Authored by Douglas Mefford in Real Estate
Published on 05-27-2009
Increasingly real estate management companies that require criminal background checks on all applicants for housing run apartment complexes. The general opinion of these companies are that, once a criminal – always a criminal, and will summarily refuse you housing. Their justification is that to charge the rates they do, they must prove they are trying to keep the community safe. While there are very few ways to ever get these companies to allow you to rent from them, it can be possible depending on what you were convicted for.
The first of the two approved methods of obtaining housing after a conviction would be to seek a “deferred adjudication” from the county clerk’s office. These are sometimes given to people for misdemeanor charges or first time offenders. Usually such charges that only result in fines or “community service are eligible. You would need to have this document show the details of the charges, the court ruling and proof of the completed community service. The document should also contain the information that it is illegal to discriminate against one and that it is not grounds for denying housing.
The process of “expungement” is a bit more difficult to obtain. An “expungement” will seal the court records and prevent the occurrence from showing on your police check record. There are several requirements for eligibility which varies from state to state. This process is usually not granted until at least ten years after the conviction and is still at the approval of the state.
Most renters do not have such negative bias against a small misdemeanor charge but do look very hard on felony convictions. A felony conviction will greatly limit your choices in housing for the rest of your life regardless of the fact that you have served the time for your crime. It is a strong belief, supported by statistics, that of those who commit crimes, usually 80% will do them again once released.
If “deferred adjudication” and “expungement” of your records are disallowed, there is still some hope. Many parolees or probation officers have contacts of places where convicted individuals are still allowed housing if it seems to the court officer that they are truly attempting to put the criminal behavior behind them and build a new life. Check with them to see if they know of places that would not let a criminal record be an automatic denial.

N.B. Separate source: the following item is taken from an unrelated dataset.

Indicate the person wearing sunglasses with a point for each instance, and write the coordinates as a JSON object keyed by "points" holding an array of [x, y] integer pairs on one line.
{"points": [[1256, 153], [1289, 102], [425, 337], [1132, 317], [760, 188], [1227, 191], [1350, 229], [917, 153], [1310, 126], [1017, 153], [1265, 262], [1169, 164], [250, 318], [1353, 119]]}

Regardless of the type of crime committed, do not try to hide it from the renter you are applying to. Take whatever pertinent documents you have with you to show the details of the charge. Add to it a written statement of your reasons for having fallen foul of the law and include what you have done since then to prevent a recurrence. Openness and honesty about the matter can help your case.
Even if you do not have a criminal record, it is a good idea to have one run on yourself occasionally. Sometimes a person who has the same name as you will have a record that could come up on a search for your name. It may require a fingerprint record check to prevent such accidental circumstances from denying even the law-abiding a decent place to live.